The File System
The Linux (and UNIX) file system is a hierarchical structure of files and directories (i.e. folders) that make up a Linux operating system.
In Linux, everything is a file, unlike Microsoft Windows where many other object types can either be a physical device, and inter-process communications are done by kernel calls.
If you prefer a video, this one is a good crash course.
The File System Hierarchy
The file system hierarchy is a set of directories that appear under the root directory /. They not only contain normal files, but also physical devices, virtual devices, and various other special files that control the system itself.
The directory structure is as follows:
| Directory | Description |
|---|---|
| / | The root directory with the all the other directories and files. |
| /bin | Executables and command binares required for a functioning system. |
| /boot | The bootloader and files used during early boot process. May usually be in a separate partition. |
| /dev | Special device files for various purposes (/dev/sda for a SATA drive, /dev/null for blank data, /dev/random for pseudo-random data, /dev/tty for terminal sessions, etc). |
| /etc | System-wide settings and configuration files. |
| /home | User data. |
| /lib | Libraries required for executables in /bin to function. May be also named /lib<arch> for multi-architecture support. |
| /media | Mount points for removable media, such as USB drives, SD cards, etc. |
| /mnt | Temporary mount points for mounting devices. |
| /opt | Optional packages that may be installed by the user. |
| /proc | Process data and kernel information for inter-process communication managed by the kernel. |
| /root | User data for the root user. |
| /sbin | Executables for system tasks. |
| /srv | Shared service data used by server processes, such as web servers and NAS/File servers. |
| /tmp | Temporary data. |
| /usr | Shared application data used by all users. |
| /var | Variable data used by system processes. |
The Home Directory
The home folder is the place where all your personal data is stored. It is a directory that is located under the /home directory, followed by the username. It is similar to the Users folder in Windows.
In Linux, the home folder is usually more extensively used than in Windows, as it stores all user-specific data and app settings. The system folders are only used when one wants to make system-wide changes.
If an app you don’t know asks you for your password or root access, It may be trying to compromise your system. Cases like this are usually uncommon on Linux, but you should be aware of it.
Security
Ultramarine Linux uses SELinux, a software that implements Mandatory Access Control. This prevents applications (and users) from accessing files they shouldn’t be able to.
Users will usually be required to have root access to modify system files, and even then, SELinux may prevent you from doing so unless you have set the correct contexts for the files.
By default, SELinux is in “Enforcing” mode, which means that it will prevent you from modifying system files unless you have the correct permissions. This shouldn’t cause any issues. If you would like to disable SELinux you can runsudo setenforce 0. We don’t recommend this as it makes your system less secure.

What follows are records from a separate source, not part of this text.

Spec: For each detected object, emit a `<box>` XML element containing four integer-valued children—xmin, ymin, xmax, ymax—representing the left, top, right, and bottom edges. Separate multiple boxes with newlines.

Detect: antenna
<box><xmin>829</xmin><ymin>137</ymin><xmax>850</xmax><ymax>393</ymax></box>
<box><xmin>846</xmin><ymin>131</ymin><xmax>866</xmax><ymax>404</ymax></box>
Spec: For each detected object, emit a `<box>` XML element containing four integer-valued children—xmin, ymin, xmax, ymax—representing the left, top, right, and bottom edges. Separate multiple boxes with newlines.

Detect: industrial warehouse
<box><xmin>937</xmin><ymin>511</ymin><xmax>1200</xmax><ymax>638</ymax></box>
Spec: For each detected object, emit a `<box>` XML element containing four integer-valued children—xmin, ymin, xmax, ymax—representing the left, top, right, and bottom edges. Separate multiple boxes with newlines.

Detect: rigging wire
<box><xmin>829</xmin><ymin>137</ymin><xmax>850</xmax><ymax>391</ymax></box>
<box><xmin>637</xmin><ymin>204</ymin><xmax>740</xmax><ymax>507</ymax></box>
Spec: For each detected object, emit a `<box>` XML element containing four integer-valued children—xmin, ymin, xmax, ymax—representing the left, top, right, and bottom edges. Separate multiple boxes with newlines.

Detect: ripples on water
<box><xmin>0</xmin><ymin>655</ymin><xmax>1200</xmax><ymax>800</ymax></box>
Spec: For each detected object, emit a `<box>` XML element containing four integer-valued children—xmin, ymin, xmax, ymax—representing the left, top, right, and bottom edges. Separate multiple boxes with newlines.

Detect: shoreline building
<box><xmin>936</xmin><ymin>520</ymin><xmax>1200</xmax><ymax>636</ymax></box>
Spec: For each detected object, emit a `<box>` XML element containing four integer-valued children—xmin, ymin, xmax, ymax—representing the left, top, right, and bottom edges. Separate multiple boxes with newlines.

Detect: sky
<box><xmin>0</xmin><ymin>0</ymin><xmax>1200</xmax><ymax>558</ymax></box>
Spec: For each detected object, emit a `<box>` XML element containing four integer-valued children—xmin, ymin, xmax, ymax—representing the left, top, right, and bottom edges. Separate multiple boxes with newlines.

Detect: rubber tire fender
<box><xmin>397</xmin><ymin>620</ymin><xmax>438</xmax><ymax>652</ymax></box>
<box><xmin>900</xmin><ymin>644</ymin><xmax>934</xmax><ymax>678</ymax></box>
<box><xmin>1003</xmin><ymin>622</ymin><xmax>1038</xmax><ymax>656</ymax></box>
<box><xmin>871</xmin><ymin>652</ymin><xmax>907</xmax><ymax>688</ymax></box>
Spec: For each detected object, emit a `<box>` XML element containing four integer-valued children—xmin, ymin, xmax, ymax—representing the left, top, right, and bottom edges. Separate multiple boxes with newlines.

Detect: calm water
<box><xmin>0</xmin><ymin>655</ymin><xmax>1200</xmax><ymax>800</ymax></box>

Learn more about Permissions →
Virtual Memory
Virtual memory is a feature in Linux and other operating systems that allows the system to use a portion of the disk as RAM. This is useful when the system runs out of RAM and needs to use the disk as a temporary storage for data.
On Windows, this is called a “Page file”, and on Linux, it is called a “Swap file”. The swap file is usually located at /swapfile or as a dedicated partition on the disk.
Swap comes with many issues, for example, it can reduce the lifespan of lower-cost SSDs, and may be too slow on hard drives. To combat this Ultramarine uses memory compression (zram specifically).
By default, we match the amount of physical memory you have. (Which is the maximum)
Although this may sound magical, it does come at the cost of your CPU working a little bit harder. Luckily this is not very noticeable on modern computers.
File system formats
Ultramarine Linux supports a wide variety of file systems, and can be configured to use any of them during installation.
It currently supports most file systems that are supported by the Linux kernel, including:
- ext2, ext3, ext4
- Btrfs
- XFS
- NTFS
- FAT32
And extra file system drivers can be installed, such as:
- exFAT
- ZFS
The Ultramarine Linux installer will be configured to use the BTRFS file system by default, as it is the most modern file system that is supported by the Linux kernel, and has many features that are useful for desktop users, such as snapshots, virtual volumes, journalling, error correction and compression.
By default, it will use up all the available space on the disk. It uses a small portion of the spaces for the EFI bootloader partition, and create a BTRFS JBOD array using the rest of all the available space on all selected disks.
It then creates 2 subvolumes, one for the root directory /, and one for the home directory /home, which will share the same space but have different filesystem settings.
So unless specified otherwise, the installer will use all your disks to create a JBOD (spanned) array, which may be undesirable if you do not want to risk losing all your data if one of the disks fail.
Most server installations will use XFS or ZFS, as they have better performance and reliability for servers, and are more suitable for RAID arrays.
Remote Filesystems
Ultramarine Linux can also mount remote file systems from a remote server or NAS, using the NFS, (S)FTP, SMB, and WebDAV protocols.